A estrada para o comprador ciente de

Quando eu ouvi pela primeira vez o termo frugalidade… eu pensei que ele era feio, mesquinho e como. Era como se alguém teria feito uma tentativa do meu dinheiro, que eu fiz com tão grande peso. Categoricamente que isso não era para mim. Eu estava trabalhando no final, eu tinha que ver, de alguma forma, os resultados do meu trabalho e de que outra forma eu poderia fazer isso de forma diferente do que ostentar e olhando com orgulho para os pequenos-grandes prazeres que eu não podia fazê-las…

E eu ainda estava começando a perceber que eu tenho um problema, só que muito bem, eu não sei para onde ir. Uma das primeiras pessoas que abriram os meus olhos, por assim dizer, foi um amigo francês (foi um amigo de um amigo, na verdade) que, quando eu disse a ele que eu não posso dar ao luxo de ir de férias, que eu queria mais, eu respondi com uma brutalidade que na verdade eu não sei para priorizar os gastos de uma maneira que eu possa ir de férias.

Eu tentei protestar, mas os argumentos do interlocutor meus eram realmente interessantes e eu estou feliz que eu consegui passar a ideia que eu tinha na época, de acordo com o que foi fácil falar com alguém, que era francês e ganhar muuuuito mais do que o que eu nunca sonhou em ganhar. Um na minha frente, ele me contou como tinha uma paixão muito caro, mesmo em seu nível de renda, e que eu poderia dar o curso tem que priorizar, conscientemente, gastando, em que ele estava fazendo.

Com surpresa eu descobri como ele e sua namorada deu um monte de coisas, na verdade, gastando muito menos do que a mim mesmo, para que, nas condições em que o seu rendimento (eu estou falando de uma média aqui) foi muito maior do que a minha.

Essas coisas aconteceram há muito tempo atrás, e para o momento, pelo menos, não teve grande efeito. Ter acendido uma lâmpada em algum lugar, porque eu estou de volta a ideia e eu consegui fazer, espero, que com o tempo, eu vou virar para um comprador que não poderia ser mais consciente. Ou mesmo 90% consciente, como digo, às vezes, quando eu faço uma asneira.

Aqui eu vou colocar um asterisco e eu vou te dizer que esse prazo o comprador ciente de que não é necessariamente consagrada, é uma ideia oposta ao comprador e impulsivo, e sob a influência do termo em que eu o conheci, muitas vezes comprador eco-consciente.

Discussão com uma menina de 7 anos de idade

Rir, mas a idéia de histórias em mais detalhe como é com as compras conscientes veio para mim… em uma discussão com uma menina de 7 anos.

Em um ponto, ele me perguntou por que eu não tenho uma tela de toque de telefone, bem como todos os adultos que ele sabe. Eu disse a ele que eu ainda tinha o dinheiro para ele, para que eu recebi uma resposta que eu deixei a máscara: as pessoas que têm dinheiro são pobres, é só que… ele sabia que eu comprei uma casa. Como eu poderia ter dinheiro para uma casa e não tem dinheiro para um telefone, quando da informação que elas (e ela era muito bonito quando ele disse isso), uma casa de custos mais do que um telemóvel.
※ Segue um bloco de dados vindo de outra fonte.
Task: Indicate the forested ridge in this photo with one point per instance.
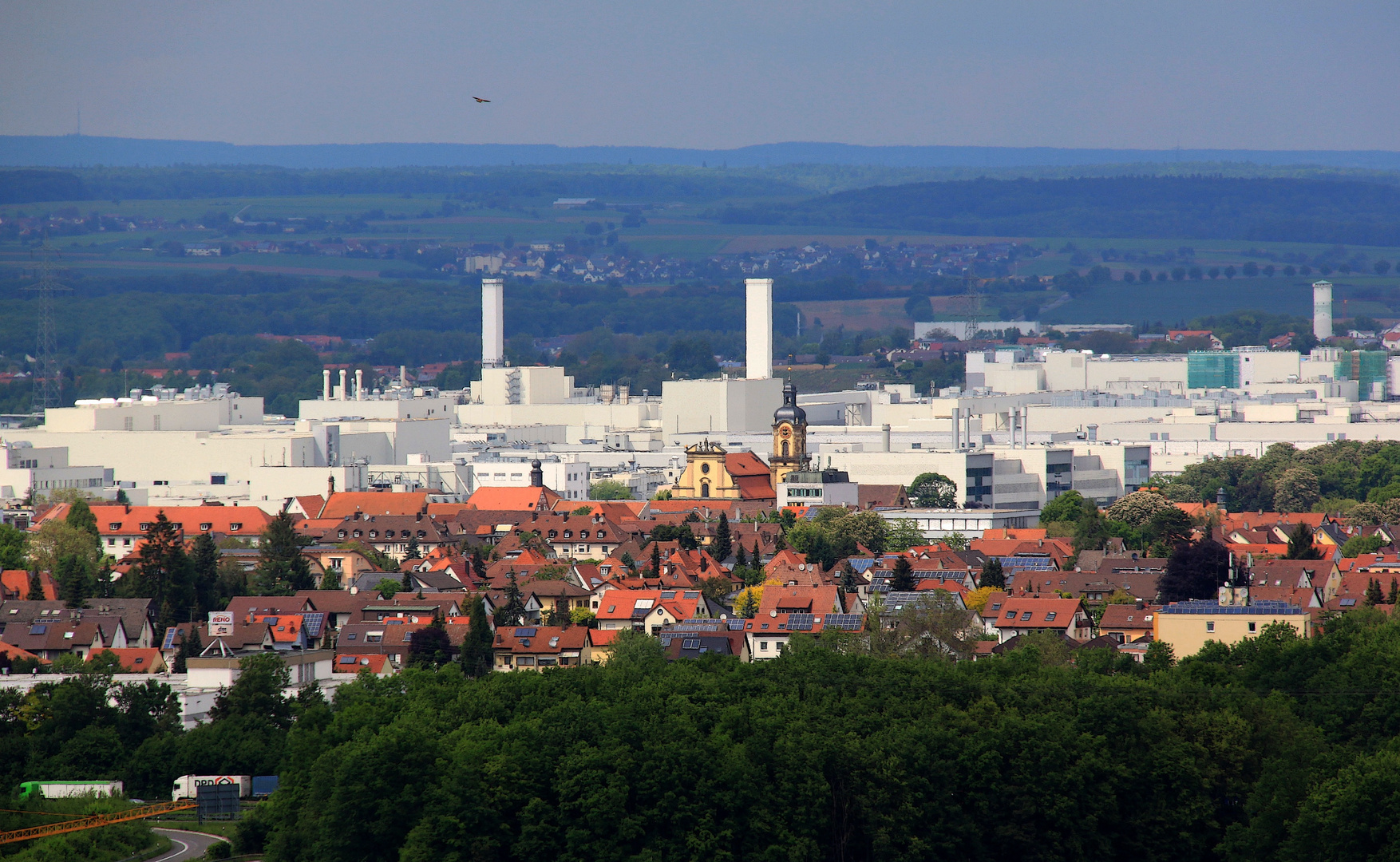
(251, 181)
(1277, 749)
(1206, 208)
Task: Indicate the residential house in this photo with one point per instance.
(356, 663)
(1188, 626)
(1024, 615)
(122, 528)
(1130, 622)
(136, 659)
(137, 616)
(540, 646)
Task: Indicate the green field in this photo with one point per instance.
(689, 231)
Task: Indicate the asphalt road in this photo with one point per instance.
(185, 845)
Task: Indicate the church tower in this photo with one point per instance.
(789, 437)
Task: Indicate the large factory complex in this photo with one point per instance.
(1028, 425)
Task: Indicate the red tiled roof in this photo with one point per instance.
(191, 520)
(374, 503)
(136, 659)
(354, 663)
(524, 499)
(1014, 611)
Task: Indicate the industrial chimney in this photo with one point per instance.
(493, 322)
(759, 319)
(1322, 310)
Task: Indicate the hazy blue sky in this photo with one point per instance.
(1121, 73)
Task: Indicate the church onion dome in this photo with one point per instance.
(790, 412)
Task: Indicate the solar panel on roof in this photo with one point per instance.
(313, 623)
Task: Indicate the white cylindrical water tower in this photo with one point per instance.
(1322, 310)
(759, 322)
(493, 322)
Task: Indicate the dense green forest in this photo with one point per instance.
(1275, 749)
(1206, 208)
(1337, 476)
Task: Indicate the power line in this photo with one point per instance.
(48, 382)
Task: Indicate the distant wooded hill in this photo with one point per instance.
(72, 150)
(1203, 208)
(174, 184)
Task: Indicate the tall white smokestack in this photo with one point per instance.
(493, 322)
(1322, 310)
(759, 319)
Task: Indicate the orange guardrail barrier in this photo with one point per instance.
(96, 820)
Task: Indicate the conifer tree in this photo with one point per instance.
(993, 574)
(902, 579)
(722, 542)
(1374, 592)
(477, 648)
(282, 570)
(514, 609)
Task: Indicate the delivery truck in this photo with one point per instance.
(187, 787)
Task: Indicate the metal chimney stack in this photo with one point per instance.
(493, 322)
(1322, 310)
(759, 319)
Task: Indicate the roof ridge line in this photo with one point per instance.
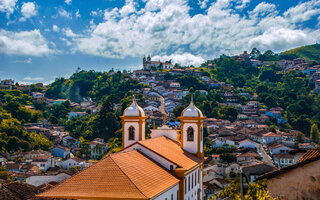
(160, 154)
(127, 176)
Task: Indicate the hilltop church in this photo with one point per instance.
(148, 64)
(168, 166)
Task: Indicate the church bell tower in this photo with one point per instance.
(133, 124)
(192, 129)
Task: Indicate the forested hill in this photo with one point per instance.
(309, 52)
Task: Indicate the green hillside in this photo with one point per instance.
(309, 52)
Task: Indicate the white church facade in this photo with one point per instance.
(148, 64)
(168, 166)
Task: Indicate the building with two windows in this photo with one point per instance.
(167, 166)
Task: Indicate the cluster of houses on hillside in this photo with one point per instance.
(256, 151)
(41, 166)
(308, 68)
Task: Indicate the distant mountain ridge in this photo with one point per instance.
(309, 52)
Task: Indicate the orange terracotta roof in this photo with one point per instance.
(271, 134)
(312, 153)
(172, 151)
(124, 175)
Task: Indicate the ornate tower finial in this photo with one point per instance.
(134, 99)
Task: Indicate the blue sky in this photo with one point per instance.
(45, 39)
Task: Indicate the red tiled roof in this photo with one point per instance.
(172, 151)
(312, 153)
(311, 156)
(123, 175)
(271, 134)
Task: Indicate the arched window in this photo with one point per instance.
(131, 133)
(190, 134)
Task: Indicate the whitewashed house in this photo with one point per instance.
(73, 162)
(271, 137)
(279, 148)
(247, 143)
(43, 162)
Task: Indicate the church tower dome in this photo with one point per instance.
(191, 122)
(133, 124)
(134, 110)
(191, 110)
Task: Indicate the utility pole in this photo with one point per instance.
(241, 186)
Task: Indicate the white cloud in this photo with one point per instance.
(128, 8)
(68, 2)
(264, 9)
(303, 11)
(95, 13)
(28, 10)
(68, 43)
(203, 3)
(78, 14)
(55, 28)
(165, 27)
(279, 39)
(185, 59)
(33, 79)
(68, 32)
(7, 6)
(27, 61)
(242, 4)
(63, 13)
(24, 43)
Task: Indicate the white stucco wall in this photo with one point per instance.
(172, 192)
(192, 194)
(170, 133)
(128, 142)
(190, 146)
(39, 180)
(162, 161)
(247, 144)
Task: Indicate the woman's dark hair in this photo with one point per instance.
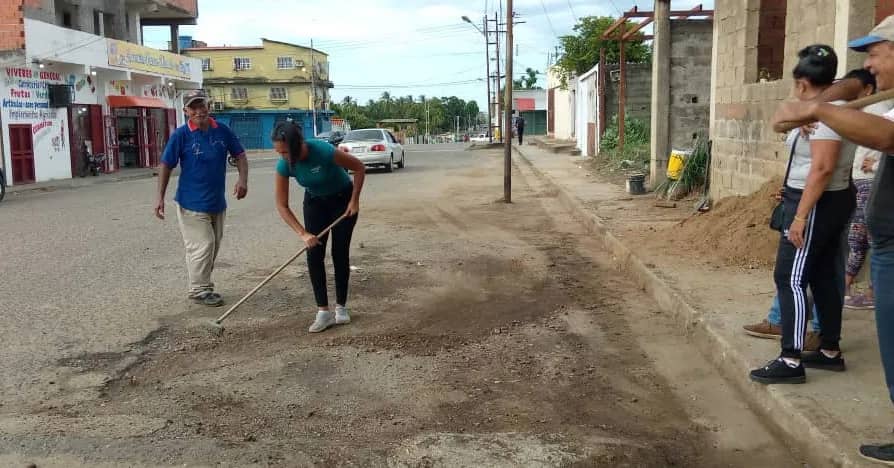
(816, 64)
(289, 133)
(862, 74)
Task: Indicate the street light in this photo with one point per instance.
(487, 69)
(467, 20)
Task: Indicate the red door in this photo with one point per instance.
(142, 140)
(22, 147)
(76, 156)
(153, 137)
(110, 127)
(96, 133)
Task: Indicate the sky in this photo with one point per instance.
(404, 47)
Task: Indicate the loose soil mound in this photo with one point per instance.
(736, 230)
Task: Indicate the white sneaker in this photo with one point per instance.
(341, 315)
(325, 319)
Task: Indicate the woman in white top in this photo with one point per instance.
(818, 201)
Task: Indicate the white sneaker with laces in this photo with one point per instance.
(341, 315)
(324, 320)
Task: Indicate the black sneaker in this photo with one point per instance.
(777, 372)
(883, 453)
(818, 360)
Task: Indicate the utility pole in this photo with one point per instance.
(313, 87)
(497, 89)
(507, 148)
(490, 127)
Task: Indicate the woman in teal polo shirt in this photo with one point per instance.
(328, 194)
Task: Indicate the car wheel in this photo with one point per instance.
(390, 166)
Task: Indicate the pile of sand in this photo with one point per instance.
(736, 231)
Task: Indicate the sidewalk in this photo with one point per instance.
(120, 176)
(828, 417)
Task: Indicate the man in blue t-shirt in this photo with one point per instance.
(200, 148)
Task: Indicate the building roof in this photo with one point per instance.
(263, 39)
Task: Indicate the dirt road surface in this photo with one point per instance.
(484, 334)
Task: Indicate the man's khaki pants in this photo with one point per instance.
(202, 233)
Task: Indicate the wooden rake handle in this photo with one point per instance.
(275, 272)
(855, 104)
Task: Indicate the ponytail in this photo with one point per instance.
(289, 133)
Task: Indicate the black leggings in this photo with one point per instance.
(319, 213)
(814, 265)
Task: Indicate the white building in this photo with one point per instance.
(586, 112)
(561, 111)
(68, 88)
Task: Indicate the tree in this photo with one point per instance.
(580, 52)
(439, 112)
(528, 81)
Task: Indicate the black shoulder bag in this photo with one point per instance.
(777, 217)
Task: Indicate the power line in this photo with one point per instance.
(616, 7)
(573, 14)
(548, 20)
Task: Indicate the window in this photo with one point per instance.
(285, 63)
(278, 94)
(771, 40)
(239, 94)
(241, 63)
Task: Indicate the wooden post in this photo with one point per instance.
(622, 88)
(507, 138)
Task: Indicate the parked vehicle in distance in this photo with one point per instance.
(479, 138)
(375, 147)
(334, 137)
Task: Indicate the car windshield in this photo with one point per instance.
(362, 135)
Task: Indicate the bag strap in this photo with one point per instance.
(791, 156)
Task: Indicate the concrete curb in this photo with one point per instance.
(815, 445)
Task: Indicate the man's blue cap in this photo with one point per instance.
(881, 33)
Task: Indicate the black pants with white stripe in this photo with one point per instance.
(813, 264)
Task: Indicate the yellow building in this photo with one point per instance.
(273, 76)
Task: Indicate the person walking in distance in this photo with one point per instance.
(200, 148)
(329, 194)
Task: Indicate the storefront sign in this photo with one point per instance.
(136, 57)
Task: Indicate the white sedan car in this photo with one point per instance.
(376, 147)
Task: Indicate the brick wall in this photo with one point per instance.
(690, 80)
(639, 92)
(747, 152)
(883, 9)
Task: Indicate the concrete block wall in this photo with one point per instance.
(690, 80)
(746, 151)
(12, 27)
(639, 92)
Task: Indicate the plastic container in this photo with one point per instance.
(636, 184)
(676, 162)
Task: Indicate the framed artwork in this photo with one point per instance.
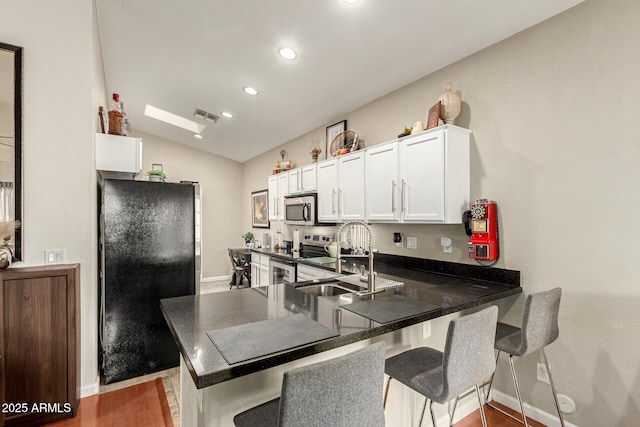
(333, 131)
(260, 209)
(433, 119)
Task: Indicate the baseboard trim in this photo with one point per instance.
(90, 390)
(215, 279)
(532, 412)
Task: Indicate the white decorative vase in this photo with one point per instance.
(449, 105)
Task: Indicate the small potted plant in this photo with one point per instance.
(248, 239)
(156, 175)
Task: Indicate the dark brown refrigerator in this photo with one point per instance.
(147, 252)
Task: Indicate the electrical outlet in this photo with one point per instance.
(426, 330)
(542, 374)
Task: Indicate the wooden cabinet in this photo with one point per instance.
(40, 337)
(278, 186)
(341, 189)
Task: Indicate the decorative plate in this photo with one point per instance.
(344, 143)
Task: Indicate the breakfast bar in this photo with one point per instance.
(218, 377)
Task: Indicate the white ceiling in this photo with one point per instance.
(182, 55)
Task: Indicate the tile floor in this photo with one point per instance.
(171, 377)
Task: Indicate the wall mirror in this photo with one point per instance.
(11, 149)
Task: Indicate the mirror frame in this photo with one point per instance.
(17, 167)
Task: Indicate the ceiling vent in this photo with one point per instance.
(205, 115)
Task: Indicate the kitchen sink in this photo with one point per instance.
(329, 289)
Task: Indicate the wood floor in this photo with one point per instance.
(109, 407)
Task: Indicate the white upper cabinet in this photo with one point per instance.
(351, 187)
(381, 180)
(434, 176)
(341, 188)
(421, 178)
(328, 191)
(303, 180)
(278, 188)
(115, 153)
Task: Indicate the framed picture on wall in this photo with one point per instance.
(333, 131)
(260, 209)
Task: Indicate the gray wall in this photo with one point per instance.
(556, 143)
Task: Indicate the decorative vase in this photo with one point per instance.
(450, 103)
(314, 150)
(5, 258)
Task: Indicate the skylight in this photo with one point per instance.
(172, 119)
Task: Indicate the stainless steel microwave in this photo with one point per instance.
(301, 209)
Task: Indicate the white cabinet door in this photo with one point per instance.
(422, 177)
(328, 191)
(272, 186)
(308, 178)
(278, 186)
(117, 153)
(351, 187)
(381, 182)
(295, 181)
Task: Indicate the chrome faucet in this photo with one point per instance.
(358, 235)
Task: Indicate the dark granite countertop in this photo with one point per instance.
(190, 317)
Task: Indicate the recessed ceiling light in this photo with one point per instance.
(287, 53)
(250, 91)
(172, 119)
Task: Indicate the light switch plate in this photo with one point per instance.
(54, 256)
(412, 243)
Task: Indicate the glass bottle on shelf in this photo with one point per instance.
(278, 241)
(115, 116)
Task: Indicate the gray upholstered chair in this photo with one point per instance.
(467, 361)
(539, 329)
(344, 391)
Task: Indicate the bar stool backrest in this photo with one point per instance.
(468, 357)
(345, 391)
(539, 321)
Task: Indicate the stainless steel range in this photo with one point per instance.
(313, 245)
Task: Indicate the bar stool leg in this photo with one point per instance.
(515, 383)
(386, 393)
(433, 416)
(553, 388)
(482, 415)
Eu disse a ele que sim, uma casa custa muito mais do que um telefone e como eu eu eu realmente queria um telefone caro, eu decidi levá-lo de alguma coisa mais tarde, porque o dinheiro que seria dado a ele para ir para o fundo da habitação.

Esses dias eu estava rindo com sua mãe, por telefone, que estava me dizendo que seu pequeno já não comprar seus doces e brincar com os montantes recebidos no avós, mas colocá-los em uma gaveta, porque… ele quer que eu não sei o que boneca que sua mãe lhe explicou que eu possa comprar, que está sendo muito caro.

Então ela pensou que poderia reunir a quantidade de me… porque no final os doces não são tão importantes, e recebe e para os outros. Obviamente, concluída com a minha história. Nós divertiu no telefone, mas fiquei espantado como era fácil para uma criança entender e colocar isso no lugar – especialmente porque, na piada, mais a sério, a minha mãe confessou-me que eles realmente não saem. Bem, talvez essa boneca não foi a melhor idéia, mas acho que para a idade dela é suficiente para entender o que leva pequenos sacrifícios para alcançar uma grande coisa.